The response to Meet My Child has been amazing. Hundreds of thousands have seen it online, and we hope to get it to even more people via media buys. But already, people of all walks of life are reaching out and sharing with their family and friends. They are seeing they aren't alone in this fight, and anti-trans individuals are seeing that we will stand up for our children no matter what. We will speak out against bigotry.

I know that there are people in the African-American community who have seen this, seen me and my child, and are now able to say, "I can support you because love always wins." They see us. We are no longer a "them" or "other." No longer an abstraction.

We've got a long way to go; we are not naive. But I have hope that my child's future will be a happy and healthy one. I'm doing my part now, by advocating and speaking out, but I can't do it alone. This video is a call to action to allies of the transgender community as well as trans people, but most of all to families of color who are still hiding in the shadows of fear of what those around them may say or think. Don't worry. They are not as important as your child's knowing you stand with them no matter what. If we are to be a village and stand strong in the face of oppression, the same way blacks do during times of injustice, we have to come together and fight.

Trans United Fund is an organization that is working to become a platform for change by giving parents like myself a means to speak. I'm thrilled to be a part of it.

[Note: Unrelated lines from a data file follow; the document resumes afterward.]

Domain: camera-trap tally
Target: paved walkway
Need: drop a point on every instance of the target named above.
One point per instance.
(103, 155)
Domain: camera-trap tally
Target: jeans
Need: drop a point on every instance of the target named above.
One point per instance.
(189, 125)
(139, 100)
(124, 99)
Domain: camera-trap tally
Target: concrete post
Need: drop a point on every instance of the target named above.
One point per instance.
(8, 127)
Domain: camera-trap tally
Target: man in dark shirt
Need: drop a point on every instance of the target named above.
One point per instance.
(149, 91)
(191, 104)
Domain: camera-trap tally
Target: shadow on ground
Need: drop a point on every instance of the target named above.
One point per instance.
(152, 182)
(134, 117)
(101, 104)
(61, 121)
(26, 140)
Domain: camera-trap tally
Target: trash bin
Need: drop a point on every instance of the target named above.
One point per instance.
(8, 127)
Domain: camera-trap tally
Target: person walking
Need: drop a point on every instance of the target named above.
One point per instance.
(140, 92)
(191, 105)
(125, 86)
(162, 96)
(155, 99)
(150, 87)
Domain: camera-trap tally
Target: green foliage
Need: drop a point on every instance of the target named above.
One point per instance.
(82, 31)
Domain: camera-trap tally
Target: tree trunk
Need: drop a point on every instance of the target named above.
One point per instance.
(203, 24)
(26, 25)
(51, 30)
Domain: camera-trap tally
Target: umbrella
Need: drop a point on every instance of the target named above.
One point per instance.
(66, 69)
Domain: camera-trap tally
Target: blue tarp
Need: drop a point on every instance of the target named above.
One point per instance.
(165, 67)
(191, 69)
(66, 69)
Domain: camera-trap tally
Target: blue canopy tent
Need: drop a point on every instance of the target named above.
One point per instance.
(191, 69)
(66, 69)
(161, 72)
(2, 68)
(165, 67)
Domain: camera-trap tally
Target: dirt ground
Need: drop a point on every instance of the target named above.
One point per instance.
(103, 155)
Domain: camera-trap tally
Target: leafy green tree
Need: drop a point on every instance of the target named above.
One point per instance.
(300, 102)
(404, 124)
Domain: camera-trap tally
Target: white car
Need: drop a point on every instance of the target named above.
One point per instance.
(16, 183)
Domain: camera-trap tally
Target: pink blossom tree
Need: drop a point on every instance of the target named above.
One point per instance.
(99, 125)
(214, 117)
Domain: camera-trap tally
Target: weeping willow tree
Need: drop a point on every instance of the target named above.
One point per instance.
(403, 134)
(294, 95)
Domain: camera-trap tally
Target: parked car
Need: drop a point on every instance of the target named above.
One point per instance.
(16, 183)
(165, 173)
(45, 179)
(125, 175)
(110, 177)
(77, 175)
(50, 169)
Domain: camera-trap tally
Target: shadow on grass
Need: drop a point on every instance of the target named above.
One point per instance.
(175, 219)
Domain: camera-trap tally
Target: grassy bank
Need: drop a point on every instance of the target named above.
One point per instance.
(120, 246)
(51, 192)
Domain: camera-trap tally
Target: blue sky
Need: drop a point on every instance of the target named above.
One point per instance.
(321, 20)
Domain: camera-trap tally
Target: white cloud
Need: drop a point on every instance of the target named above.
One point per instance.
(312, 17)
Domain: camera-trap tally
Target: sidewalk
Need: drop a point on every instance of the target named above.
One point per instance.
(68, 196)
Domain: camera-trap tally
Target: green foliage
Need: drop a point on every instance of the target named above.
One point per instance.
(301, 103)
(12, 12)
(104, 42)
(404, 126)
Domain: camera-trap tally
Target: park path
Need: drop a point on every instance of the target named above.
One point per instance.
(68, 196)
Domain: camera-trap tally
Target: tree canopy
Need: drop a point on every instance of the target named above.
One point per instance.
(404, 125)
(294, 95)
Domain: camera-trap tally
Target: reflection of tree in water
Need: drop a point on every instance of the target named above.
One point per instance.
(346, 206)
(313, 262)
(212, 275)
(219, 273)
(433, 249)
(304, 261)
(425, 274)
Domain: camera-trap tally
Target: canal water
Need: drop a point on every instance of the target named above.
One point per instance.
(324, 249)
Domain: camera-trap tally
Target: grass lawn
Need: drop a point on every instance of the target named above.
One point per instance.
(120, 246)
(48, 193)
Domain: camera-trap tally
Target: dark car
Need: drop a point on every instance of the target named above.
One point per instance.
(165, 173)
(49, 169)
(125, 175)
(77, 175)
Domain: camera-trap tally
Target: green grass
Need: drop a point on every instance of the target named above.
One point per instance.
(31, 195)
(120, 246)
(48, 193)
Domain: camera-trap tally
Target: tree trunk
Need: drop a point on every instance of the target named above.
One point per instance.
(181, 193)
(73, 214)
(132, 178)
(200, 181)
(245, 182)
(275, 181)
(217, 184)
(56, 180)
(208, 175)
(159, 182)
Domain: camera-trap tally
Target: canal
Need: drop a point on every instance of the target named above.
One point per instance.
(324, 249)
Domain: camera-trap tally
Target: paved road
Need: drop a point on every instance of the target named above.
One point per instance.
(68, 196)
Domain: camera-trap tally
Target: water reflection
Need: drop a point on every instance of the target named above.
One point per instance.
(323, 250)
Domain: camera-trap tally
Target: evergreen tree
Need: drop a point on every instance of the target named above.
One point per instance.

Our contribution to the trans community is making waves already, and I can only imagine, with such a powerful start, what we will plan next. The Trans United Fund will shows us as real people in all our rich diversity, which is exactly what the world needs to see. I'm proud to be part of this great organization and the opportunity to join with trans leaders and families like mine to change the world.

DESHANNA NEAL lives in Delaware with her husband and four children. She's a homeschooler, writer, and advocate. DeShanna is one of the leaders of Trans United Fund Families, recruiting, connecting and empowering all trans people and their families, particularly families of color.